Moody’s downgrades Dexia Banque Internationale à Luxembourg
The asset management arm of Dexia Group, Dexia Banque Internationale Luxembourg (DBIL), has been downgraded by Moody’s due to uncertainty about its potential buyers and the future of Dexia Credit Local.
Moody’s has cut DBIL’s rating from to Baa1 from A3 while its short and long-term senior debt ratings remain on review for downgrade.
Moody’s decision followed an announcement made by Dexia on December 8 stating it would not comment on the disposal process of DBIL. “Discussions are going on and Dexia will communicate on that disposal once a binding offer has been made,” the group said.
Yet Dexia had announced on October 10 that a binding offer from a potential group of buyers, rumoured to include a Qatari sovereign wealth fund and a participation of the Grand Duchy of Luxembourg, was expected to be submitted at the end of a two-week exclusivity period.

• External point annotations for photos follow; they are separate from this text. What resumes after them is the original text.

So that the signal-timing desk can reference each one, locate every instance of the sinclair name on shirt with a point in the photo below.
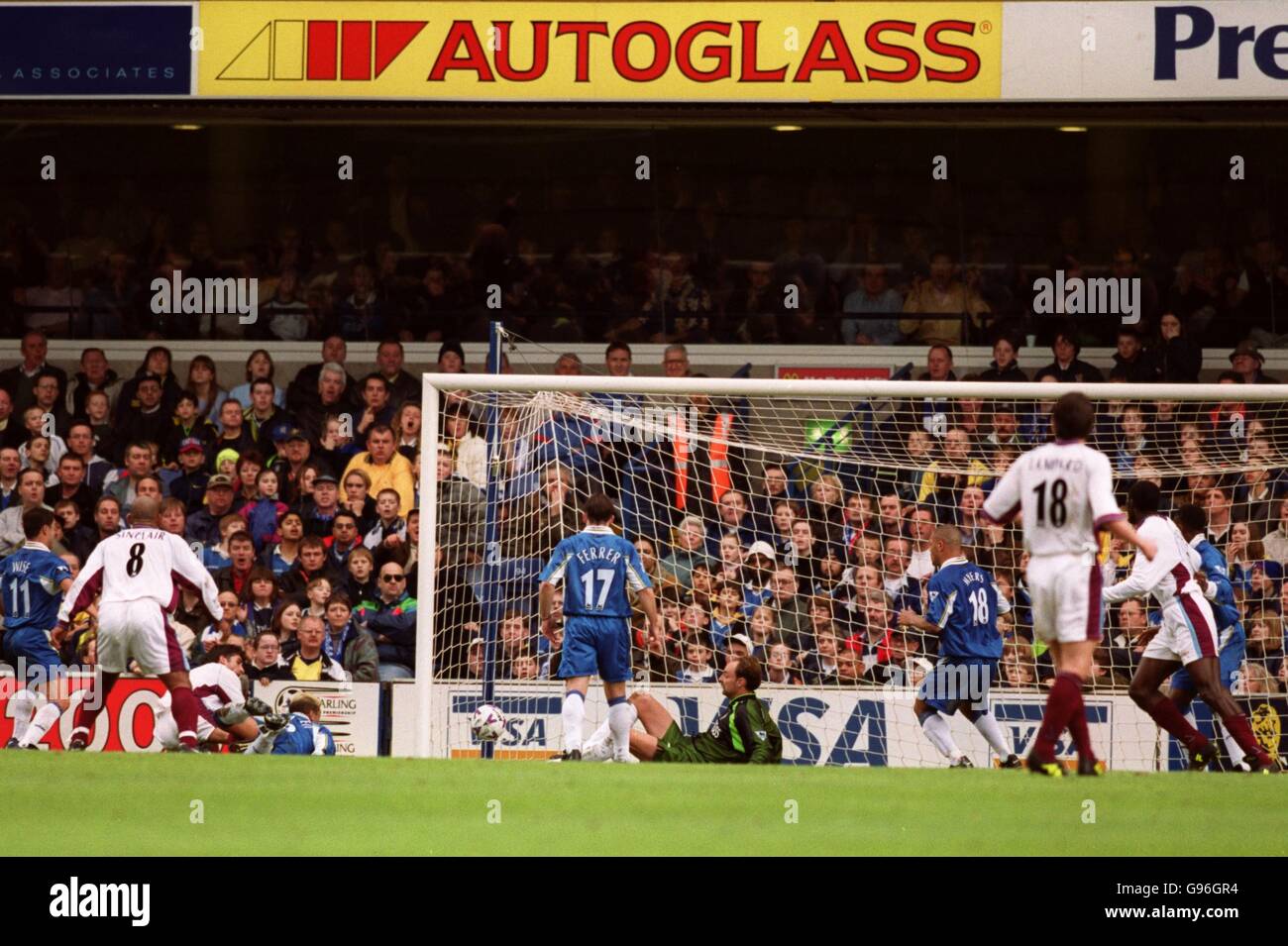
(599, 554)
(1063, 464)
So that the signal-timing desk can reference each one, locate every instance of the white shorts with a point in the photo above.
(1065, 592)
(140, 631)
(1188, 632)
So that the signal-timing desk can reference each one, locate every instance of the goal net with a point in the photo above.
(793, 517)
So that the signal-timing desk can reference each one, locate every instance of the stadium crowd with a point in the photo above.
(303, 498)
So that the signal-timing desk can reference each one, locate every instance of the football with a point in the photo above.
(487, 723)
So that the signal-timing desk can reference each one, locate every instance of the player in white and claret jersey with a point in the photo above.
(136, 575)
(1186, 636)
(1065, 493)
(223, 713)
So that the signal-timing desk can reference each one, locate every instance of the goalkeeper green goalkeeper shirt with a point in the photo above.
(742, 732)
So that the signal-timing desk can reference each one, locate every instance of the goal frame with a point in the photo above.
(436, 383)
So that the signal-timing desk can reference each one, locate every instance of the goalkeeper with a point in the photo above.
(743, 731)
(299, 734)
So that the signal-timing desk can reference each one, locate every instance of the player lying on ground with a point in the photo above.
(33, 581)
(134, 575)
(223, 716)
(299, 734)
(742, 731)
(595, 567)
(1186, 636)
(1215, 580)
(1065, 493)
(962, 609)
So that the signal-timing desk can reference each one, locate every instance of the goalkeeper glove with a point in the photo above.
(257, 706)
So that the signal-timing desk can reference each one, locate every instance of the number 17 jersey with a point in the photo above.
(596, 567)
(1065, 491)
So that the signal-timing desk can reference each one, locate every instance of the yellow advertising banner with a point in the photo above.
(591, 52)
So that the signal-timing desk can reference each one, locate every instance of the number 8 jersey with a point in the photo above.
(1065, 491)
(143, 564)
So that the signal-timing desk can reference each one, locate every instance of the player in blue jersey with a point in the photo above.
(297, 734)
(33, 581)
(962, 606)
(596, 568)
(1215, 580)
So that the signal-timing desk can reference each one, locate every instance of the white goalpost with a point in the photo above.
(840, 482)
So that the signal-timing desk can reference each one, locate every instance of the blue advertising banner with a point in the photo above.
(99, 50)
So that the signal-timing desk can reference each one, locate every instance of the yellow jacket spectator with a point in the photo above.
(386, 468)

As discussions are still ongoing, Moody’s decided to to align DBIL’s senior debt ratings with those of Dexia Credit Local (DCL), which has also been downgraded.
Since Dexia announced the decision to dismantle the group and the agreement on a funding guarantee scheme to be provided by the three States, DCL’s senior ratings have been supported by the assumption that a comprehensive state-backed solution to this liquidity issue would be implemented shortly.
The agency said the downgrade of DCL’s ratings reflects the uncertainty over the comprehensiveness of the funding guarantee scheme that the Belgian, French and Luxembourg States intend to provide to DCL.
Moody’s added its principal concern on DCL has been its liquidity profile, a weakness which lies behind its current intrinsic financial strength rating of E+ (B2).
DCL’s subordinated debt rating was cut to B3 from Ba3 and DBIL’s subordinated debt and cumulative junior subordinated debt ratings to Ba3 from Baa1 and to B1 (hyb) from Ba1 (hyb) respectively.